On Demand Data, enables carriers to obtain Carpe Data products in real time. These products include:
- Basic demographic and firmographic data useful for pre-fill and which enable search and verification of more complex data products
- Deeper attributes of a risk with a confidence level based on source, context, and data science prediction of presence
- A suite of indices targeting dimensions of risk, tuned by segment and location, which clean and normalise data that can be sparse, noisy, biased, unstructured, or redundant
- Predictive scores, for example the likelihood of a business having a loss within the next 12 months
The benefit for the insurer’s SME proposition is twofold. First, the business owner doesn’t have to fill out a lengthy form. Second, it helps insurers find suitable products for their customer. “Rather than getting SMEs to apply for specific covers, we can propose covers based on their business needs,” says Geoff Andrews, Co-Founder and COO.
On Demand Data’s largest successes to date has been with consumer-facing businesses such as hospitality, retail, leisure and beauty salons with up to 100 employees.
Carpe Data uses AI, computer vision and natural language processing with a myriad of data sources to find out more about the business. For example, it can tell if a restaurant sells alcohol or has a deep fat fryer without needing to ask or have an underwriter research it themselves online.
Their Book Monitoring solution uses the same data to monitor an insurance carrier’s entire book of in-force policies to monitor for changes in customers’ risk profiles. For example, Carpe Data can alert the insurer if a restaurant has begun to offer new services such as external catering. The insurer or broker can then have a conversation with the customer about the changed risk profile.
Book Monitoring could also be used to speed up renewals as less information will be asked of the business owner.

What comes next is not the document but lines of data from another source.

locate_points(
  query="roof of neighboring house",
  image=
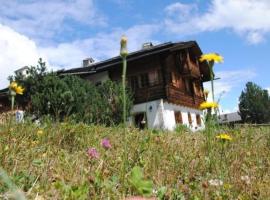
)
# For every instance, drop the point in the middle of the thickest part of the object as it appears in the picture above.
(21, 69)
(169, 47)
(229, 117)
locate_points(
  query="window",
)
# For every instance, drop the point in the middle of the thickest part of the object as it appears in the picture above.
(178, 117)
(189, 119)
(153, 77)
(134, 83)
(144, 80)
(188, 86)
(198, 120)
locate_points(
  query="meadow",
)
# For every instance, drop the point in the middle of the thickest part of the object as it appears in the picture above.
(78, 161)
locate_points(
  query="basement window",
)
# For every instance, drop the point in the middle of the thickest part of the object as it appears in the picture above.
(178, 117)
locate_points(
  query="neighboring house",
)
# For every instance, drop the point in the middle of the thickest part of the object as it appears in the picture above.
(166, 80)
(4, 100)
(229, 118)
(24, 71)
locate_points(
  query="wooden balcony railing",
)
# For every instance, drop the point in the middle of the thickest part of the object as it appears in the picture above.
(174, 95)
(149, 93)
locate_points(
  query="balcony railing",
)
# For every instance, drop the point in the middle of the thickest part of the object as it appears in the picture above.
(174, 95)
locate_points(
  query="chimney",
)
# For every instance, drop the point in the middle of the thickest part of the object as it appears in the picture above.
(147, 45)
(88, 61)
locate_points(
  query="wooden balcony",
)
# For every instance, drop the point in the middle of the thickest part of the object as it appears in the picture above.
(149, 93)
(174, 95)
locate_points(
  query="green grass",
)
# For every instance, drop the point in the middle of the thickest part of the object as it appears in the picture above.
(55, 164)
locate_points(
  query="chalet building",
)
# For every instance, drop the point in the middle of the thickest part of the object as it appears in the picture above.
(166, 80)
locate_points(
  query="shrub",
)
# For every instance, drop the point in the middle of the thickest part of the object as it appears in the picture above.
(72, 97)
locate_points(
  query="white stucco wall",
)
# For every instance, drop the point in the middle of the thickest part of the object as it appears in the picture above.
(153, 110)
(160, 115)
(170, 118)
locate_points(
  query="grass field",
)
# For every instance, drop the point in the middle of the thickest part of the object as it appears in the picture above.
(54, 161)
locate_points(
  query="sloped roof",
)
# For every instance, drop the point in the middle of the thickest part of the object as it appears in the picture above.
(165, 47)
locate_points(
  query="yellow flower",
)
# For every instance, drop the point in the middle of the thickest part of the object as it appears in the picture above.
(39, 132)
(211, 57)
(123, 50)
(19, 90)
(205, 105)
(224, 136)
(16, 88)
(206, 92)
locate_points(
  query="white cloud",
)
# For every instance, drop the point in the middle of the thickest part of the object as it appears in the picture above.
(43, 20)
(100, 47)
(248, 18)
(228, 81)
(16, 51)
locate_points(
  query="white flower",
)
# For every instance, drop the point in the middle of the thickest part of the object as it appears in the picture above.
(215, 182)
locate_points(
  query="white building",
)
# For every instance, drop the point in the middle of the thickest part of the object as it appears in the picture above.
(166, 81)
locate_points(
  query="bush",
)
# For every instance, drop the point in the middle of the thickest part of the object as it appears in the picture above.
(72, 97)
(254, 104)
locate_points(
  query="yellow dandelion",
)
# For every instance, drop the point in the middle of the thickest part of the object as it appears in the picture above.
(206, 92)
(215, 57)
(123, 50)
(16, 88)
(206, 105)
(13, 85)
(224, 136)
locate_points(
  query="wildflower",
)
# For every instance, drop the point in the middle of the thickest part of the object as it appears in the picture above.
(92, 153)
(206, 92)
(211, 57)
(14, 87)
(106, 143)
(215, 182)
(224, 136)
(39, 132)
(246, 179)
(206, 105)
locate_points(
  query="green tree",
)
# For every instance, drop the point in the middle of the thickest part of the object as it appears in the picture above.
(254, 104)
(70, 96)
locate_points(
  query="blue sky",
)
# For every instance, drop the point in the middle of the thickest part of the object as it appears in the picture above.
(64, 32)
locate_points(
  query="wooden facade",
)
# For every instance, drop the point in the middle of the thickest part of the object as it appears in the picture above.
(171, 72)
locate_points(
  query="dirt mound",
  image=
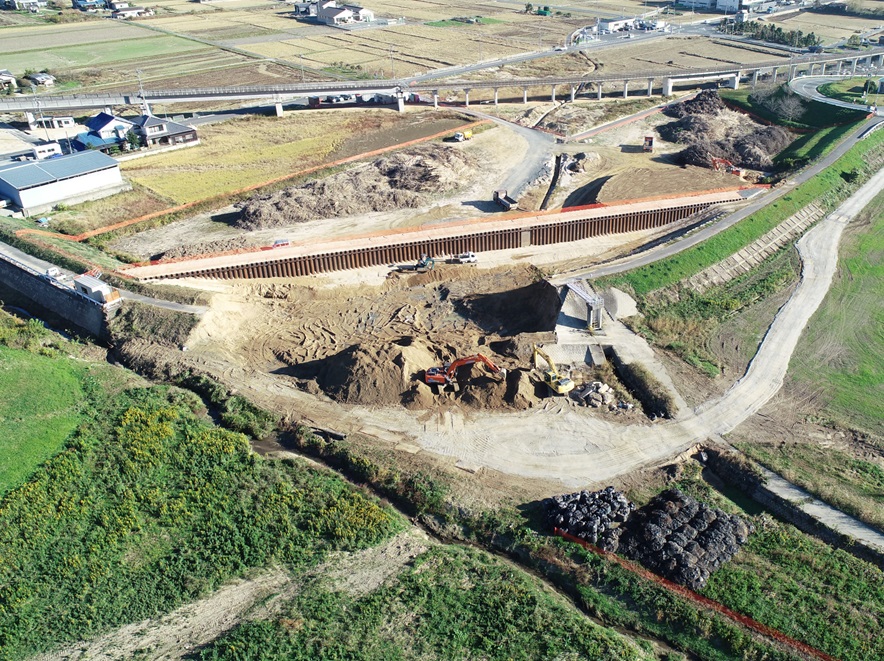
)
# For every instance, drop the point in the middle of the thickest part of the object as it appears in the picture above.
(711, 131)
(706, 102)
(404, 179)
(206, 248)
(533, 308)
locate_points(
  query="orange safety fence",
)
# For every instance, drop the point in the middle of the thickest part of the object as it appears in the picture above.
(294, 175)
(687, 593)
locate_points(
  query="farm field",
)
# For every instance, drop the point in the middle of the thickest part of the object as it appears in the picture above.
(830, 27)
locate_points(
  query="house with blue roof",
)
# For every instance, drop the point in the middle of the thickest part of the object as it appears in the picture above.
(36, 187)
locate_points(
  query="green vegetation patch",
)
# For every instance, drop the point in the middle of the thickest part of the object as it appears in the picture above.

The commercial lines solutions are being piloted by several carriers in the UK.
The Oxbow Partners view
Carpe Data is playing in an interesting but competitive market. Amongst the InsurTech community, Impact 25 Members Cytora are competing on risk analytics, Digital Fineprint (last weeks’ Bitesize) on customer acquisition data, and RightIndem on claims analytics. But there are also significant incumbents.

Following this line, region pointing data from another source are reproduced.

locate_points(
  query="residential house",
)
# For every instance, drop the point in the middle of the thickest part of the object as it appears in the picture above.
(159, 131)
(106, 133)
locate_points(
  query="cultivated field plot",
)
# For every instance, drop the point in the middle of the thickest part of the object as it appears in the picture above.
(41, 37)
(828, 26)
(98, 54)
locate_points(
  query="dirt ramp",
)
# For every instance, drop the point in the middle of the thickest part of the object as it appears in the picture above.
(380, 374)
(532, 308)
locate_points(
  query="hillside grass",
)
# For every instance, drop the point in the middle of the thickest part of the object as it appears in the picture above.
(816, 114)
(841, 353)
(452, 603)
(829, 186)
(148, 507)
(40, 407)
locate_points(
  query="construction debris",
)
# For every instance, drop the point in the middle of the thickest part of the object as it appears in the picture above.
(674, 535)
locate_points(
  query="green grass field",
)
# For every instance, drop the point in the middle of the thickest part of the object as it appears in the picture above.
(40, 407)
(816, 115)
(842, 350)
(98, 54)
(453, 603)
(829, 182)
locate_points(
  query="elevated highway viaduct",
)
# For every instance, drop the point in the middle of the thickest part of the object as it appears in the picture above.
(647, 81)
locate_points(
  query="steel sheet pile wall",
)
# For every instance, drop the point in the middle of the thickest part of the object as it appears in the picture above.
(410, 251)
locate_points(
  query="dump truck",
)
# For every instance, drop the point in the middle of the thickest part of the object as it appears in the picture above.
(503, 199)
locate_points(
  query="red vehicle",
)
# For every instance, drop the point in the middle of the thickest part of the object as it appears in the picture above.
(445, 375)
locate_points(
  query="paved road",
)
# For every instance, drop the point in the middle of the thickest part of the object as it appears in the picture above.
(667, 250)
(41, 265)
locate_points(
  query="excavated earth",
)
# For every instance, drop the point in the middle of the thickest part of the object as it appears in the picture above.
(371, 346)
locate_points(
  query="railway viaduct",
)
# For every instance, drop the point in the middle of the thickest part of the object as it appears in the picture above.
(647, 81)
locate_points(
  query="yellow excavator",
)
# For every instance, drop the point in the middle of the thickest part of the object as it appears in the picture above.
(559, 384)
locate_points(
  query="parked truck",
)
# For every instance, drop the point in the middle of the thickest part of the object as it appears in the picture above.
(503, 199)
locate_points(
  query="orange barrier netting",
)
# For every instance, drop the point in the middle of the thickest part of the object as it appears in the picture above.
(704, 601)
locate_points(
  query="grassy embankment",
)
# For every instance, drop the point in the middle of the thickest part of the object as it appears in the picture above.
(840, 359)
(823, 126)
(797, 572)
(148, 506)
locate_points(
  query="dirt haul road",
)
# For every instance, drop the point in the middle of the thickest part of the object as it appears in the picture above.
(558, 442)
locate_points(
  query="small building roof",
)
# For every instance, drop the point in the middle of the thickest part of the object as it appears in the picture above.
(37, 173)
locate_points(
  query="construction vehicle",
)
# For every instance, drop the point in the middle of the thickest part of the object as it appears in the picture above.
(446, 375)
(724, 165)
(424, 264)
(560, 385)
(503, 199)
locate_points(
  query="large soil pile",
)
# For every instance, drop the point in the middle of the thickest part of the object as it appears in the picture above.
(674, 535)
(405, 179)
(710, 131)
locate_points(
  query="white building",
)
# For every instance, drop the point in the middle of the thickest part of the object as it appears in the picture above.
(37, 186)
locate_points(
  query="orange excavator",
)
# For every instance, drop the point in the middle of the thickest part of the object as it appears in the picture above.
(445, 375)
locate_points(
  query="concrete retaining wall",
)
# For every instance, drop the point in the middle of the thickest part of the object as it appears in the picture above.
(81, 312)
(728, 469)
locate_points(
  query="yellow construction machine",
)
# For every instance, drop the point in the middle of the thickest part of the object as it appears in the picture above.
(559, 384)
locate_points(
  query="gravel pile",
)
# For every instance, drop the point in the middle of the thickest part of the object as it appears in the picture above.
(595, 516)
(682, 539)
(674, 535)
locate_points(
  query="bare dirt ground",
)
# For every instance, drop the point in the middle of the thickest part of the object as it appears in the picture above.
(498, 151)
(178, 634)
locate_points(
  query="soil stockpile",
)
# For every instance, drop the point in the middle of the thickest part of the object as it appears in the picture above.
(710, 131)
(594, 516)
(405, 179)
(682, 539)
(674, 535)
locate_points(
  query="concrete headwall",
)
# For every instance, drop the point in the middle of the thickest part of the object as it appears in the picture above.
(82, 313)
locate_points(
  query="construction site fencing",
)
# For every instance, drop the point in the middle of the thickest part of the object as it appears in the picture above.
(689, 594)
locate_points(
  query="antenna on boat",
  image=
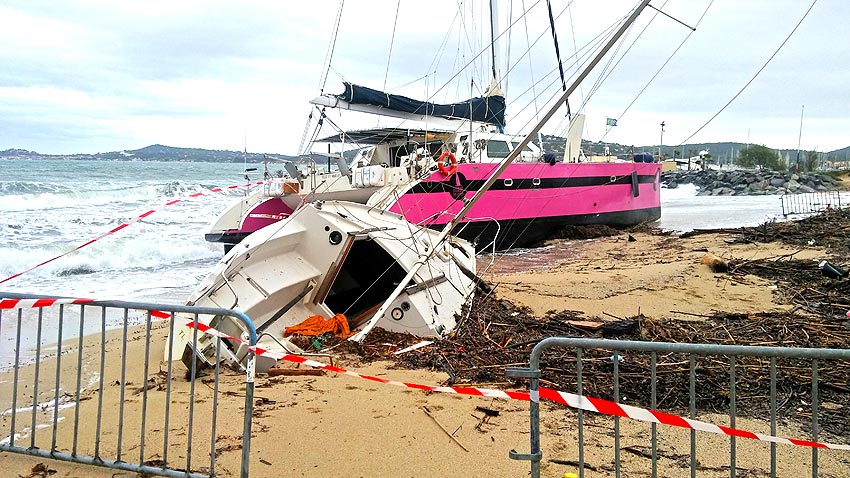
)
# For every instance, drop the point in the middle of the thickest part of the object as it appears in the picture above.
(496, 173)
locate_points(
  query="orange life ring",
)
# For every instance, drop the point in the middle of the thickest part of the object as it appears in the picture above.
(442, 166)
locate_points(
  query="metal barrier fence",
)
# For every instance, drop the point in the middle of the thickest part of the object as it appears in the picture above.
(75, 364)
(806, 203)
(607, 355)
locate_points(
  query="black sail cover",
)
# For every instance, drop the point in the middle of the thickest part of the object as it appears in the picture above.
(486, 109)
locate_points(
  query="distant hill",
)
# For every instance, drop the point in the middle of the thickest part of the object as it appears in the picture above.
(156, 152)
(721, 152)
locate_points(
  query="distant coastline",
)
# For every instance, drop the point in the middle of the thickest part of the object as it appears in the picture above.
(722, 152)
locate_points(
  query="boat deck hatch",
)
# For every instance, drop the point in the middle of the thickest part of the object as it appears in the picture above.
(368, 273)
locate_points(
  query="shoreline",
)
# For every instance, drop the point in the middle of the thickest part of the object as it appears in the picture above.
(655, 275)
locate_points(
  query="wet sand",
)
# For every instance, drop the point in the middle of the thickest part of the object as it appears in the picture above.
(335, 425)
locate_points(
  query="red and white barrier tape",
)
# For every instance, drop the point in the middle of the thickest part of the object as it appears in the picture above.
(49, 302)
(572, 400)
(133, 221)
(580, 402)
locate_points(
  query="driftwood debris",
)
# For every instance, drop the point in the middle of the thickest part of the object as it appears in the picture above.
(292, 372)
(498, 333)
(428, 412)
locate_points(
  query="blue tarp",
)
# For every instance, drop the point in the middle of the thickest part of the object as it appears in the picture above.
(487, 109)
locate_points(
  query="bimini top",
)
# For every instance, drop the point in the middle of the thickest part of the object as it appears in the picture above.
(386, 135)
(485, 109)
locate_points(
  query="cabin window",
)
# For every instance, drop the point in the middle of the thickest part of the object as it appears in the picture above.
(365, 278)
(498, 149)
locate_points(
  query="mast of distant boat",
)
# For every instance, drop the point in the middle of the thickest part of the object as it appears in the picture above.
(502, 166)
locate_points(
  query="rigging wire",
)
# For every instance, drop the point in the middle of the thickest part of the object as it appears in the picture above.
(531, 63)
(575, 47)
(323, 77)
(681, 143)
(392, 43)
(558, 54)
(331, 48)
(634, 100)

This is particularly true in the UK where digital fraud detection has been a life-or-death requirement for insurers ever since price comparison websites pushed the market to its current low-margin online model.
But not-to-paraphrase Gordon Gekko: competition is good. It suggests demand. Now the objective for insurers should be to work out how they can create incremental advantage from these new sources of data and techniques.
The question on everyone’s lips is, of course, what impact the recent issues around data are having on business models such as Carpe Data’s.
Whilst tight-lipped on the sources of its data, Geoff was keen to emphasis Carpe Data goes to great lengths to ensure compliance with regulatory and privacy requirements. “We’re very aware and conscious of the dos and don’ts around privacy,” he says. “We only process data where there is a legitimate reason to do so. This isn’t about social media. It’s about new and publicly available data.” Before entering the UK, Carpe Data engaged counsel to make sure its operations would comply with GDPR rules.